To be honest though I'd be more inclined to use PhalconPHP for its straight-
forward no-bullshit documentation and real world examples rather than the fact
that its written in C.

------
nikcub
This is something that I was thinking about a long time ago. It turns out that
the gain isn't worth it because of how good the bytecode caches are.

The frameworks are slow in places because of some of the techniques used to
make development faster and easier - such as autoload. autoload is notoriously
difficult to bytecode cache

It isn't a coincidence that the pitch here is against frameworks in PHP and
not plain PHP itself. I'd like to see a benchmark against plain PHP, I bet
there isn't much of a difference.

If you really need to optimize this stuff just go into your PHP framework and
rip out autoload and any fancy reflection stuff (extract, eval). Put in
straight include() or require(). Use PHP for templating or a templating system
that compiles to straight PHP which is include()'d. setup APC..

Saves you switching development environment, retraining developers, increasing
dev time and I bet the difference in benchmarks would be pretty negligible.

------
Jakob
The ”Number of included PHP files“ benchmark is likely flawed.

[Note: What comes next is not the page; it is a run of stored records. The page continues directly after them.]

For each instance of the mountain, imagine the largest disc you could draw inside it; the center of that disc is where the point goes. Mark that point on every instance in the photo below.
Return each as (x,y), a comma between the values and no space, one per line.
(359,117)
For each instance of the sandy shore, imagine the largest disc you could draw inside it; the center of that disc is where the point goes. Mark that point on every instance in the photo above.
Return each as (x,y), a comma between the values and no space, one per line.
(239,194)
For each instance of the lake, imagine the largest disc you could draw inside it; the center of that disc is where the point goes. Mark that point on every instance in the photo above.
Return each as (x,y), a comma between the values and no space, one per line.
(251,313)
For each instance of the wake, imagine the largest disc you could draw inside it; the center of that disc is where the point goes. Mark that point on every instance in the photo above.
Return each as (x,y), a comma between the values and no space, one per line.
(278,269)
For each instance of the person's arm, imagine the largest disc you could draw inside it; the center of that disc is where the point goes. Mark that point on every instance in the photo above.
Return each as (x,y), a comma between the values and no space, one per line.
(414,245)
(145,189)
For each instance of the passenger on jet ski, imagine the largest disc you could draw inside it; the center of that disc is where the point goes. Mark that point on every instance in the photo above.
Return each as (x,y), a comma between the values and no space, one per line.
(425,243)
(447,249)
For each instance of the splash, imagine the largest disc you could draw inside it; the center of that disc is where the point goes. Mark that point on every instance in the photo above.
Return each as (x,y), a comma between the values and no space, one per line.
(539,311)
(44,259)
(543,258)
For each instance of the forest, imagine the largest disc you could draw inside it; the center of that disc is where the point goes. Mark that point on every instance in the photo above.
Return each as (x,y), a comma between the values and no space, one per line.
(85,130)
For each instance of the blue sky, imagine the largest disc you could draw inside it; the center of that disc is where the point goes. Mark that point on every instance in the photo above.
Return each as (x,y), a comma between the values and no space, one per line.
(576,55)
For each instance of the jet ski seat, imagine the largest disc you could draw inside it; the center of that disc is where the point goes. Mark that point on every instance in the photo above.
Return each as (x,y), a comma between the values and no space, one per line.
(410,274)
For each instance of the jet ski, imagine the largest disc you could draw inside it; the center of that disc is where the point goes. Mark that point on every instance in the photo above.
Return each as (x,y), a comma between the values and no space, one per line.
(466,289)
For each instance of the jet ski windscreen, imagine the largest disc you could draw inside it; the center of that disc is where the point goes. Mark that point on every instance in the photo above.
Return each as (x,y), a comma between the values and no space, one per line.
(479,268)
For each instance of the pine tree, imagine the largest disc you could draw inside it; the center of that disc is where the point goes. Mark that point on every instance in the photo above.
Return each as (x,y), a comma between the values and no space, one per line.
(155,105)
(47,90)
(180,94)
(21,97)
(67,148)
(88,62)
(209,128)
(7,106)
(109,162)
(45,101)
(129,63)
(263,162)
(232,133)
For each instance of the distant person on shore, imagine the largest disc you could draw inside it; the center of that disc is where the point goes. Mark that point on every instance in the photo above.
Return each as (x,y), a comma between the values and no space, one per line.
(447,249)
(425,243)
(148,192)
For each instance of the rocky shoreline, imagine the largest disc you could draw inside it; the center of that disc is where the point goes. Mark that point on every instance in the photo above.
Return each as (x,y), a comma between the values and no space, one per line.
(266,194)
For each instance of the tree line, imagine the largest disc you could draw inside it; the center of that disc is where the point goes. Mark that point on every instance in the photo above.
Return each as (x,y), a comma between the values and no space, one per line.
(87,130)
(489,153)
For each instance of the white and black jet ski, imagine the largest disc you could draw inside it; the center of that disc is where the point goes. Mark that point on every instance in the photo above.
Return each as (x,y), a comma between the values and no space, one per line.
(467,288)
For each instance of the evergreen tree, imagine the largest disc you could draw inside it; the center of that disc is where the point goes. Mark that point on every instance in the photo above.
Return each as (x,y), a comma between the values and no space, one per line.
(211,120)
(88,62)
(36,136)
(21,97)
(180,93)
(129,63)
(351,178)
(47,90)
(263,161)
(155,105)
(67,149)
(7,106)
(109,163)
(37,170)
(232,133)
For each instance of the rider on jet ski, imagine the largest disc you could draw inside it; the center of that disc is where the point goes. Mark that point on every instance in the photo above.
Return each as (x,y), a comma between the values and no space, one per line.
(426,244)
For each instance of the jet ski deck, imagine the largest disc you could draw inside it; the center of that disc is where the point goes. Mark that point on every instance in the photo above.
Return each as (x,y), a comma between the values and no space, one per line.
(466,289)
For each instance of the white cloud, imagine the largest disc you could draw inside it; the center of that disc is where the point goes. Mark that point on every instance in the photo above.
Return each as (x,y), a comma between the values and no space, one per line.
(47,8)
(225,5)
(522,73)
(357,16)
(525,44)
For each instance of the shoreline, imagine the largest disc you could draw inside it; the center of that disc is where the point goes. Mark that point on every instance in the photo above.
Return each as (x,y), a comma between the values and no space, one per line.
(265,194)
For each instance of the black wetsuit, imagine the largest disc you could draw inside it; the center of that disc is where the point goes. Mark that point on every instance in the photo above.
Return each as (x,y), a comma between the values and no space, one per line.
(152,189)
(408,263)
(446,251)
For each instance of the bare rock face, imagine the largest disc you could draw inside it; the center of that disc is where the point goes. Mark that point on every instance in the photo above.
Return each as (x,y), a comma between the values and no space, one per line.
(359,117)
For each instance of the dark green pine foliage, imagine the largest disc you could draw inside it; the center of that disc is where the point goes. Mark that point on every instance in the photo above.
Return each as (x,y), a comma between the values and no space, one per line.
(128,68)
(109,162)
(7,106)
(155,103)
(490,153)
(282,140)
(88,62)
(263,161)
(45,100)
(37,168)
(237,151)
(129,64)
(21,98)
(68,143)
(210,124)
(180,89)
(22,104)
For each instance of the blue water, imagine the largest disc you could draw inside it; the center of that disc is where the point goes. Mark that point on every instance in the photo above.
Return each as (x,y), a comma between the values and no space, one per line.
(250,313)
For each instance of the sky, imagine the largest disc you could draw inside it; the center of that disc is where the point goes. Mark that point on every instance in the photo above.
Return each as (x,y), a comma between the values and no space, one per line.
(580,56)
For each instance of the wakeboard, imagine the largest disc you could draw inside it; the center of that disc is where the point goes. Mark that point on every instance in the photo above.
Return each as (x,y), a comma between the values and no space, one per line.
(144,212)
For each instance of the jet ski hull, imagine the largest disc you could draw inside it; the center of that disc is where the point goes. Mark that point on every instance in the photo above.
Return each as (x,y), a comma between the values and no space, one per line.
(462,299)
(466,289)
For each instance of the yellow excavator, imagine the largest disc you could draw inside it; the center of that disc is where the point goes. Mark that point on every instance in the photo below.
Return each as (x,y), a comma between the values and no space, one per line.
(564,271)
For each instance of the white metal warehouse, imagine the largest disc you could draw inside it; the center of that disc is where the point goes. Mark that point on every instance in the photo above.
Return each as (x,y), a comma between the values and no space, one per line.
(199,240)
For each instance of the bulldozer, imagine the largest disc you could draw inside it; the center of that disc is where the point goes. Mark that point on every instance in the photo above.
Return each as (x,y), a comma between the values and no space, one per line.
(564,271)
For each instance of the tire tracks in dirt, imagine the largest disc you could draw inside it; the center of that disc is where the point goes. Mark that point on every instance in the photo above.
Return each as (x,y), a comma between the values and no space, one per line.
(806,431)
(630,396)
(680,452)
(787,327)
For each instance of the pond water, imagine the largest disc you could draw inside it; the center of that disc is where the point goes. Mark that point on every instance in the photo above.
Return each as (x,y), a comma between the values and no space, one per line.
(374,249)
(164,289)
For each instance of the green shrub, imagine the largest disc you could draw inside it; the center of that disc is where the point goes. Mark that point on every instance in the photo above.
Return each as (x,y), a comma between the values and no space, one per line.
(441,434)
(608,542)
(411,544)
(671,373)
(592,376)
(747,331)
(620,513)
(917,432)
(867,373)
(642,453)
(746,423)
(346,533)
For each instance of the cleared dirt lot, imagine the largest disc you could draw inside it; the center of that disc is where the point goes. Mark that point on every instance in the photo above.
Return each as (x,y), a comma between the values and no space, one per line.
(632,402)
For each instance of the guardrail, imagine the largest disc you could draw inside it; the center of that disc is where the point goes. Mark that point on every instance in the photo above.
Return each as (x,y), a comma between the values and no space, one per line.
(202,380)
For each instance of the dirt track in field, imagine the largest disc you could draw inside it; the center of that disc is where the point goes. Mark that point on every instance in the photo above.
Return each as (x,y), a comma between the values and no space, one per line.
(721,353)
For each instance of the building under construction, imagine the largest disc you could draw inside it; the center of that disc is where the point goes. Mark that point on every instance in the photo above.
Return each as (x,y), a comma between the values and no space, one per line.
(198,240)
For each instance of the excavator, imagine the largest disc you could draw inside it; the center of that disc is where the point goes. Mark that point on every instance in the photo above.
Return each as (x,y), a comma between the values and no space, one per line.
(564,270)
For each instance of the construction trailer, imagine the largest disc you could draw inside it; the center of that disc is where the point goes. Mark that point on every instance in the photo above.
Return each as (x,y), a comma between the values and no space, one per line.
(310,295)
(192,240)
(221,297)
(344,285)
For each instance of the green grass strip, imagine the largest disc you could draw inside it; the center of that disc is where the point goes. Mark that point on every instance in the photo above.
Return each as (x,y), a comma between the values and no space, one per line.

In production
mode Yii should use the file yiilite.php [0] which wraps most of the framework
into one PHP file.

[0]
[http://www.yiiframework.com/doc/guide/1.1/en/topics.performa...](http://www.yiiframework.com/doc/guide/1.1/en/topics.performance#using-x-9x)

------
nnq
...whenever I see a good framework build in PHP, a part of me wants to smash
the developers' heads with a double clawed hammer (just for not doing
something better with their lives if not for other reasons...) (I know, I
know, downvotes expected, go ahead :) )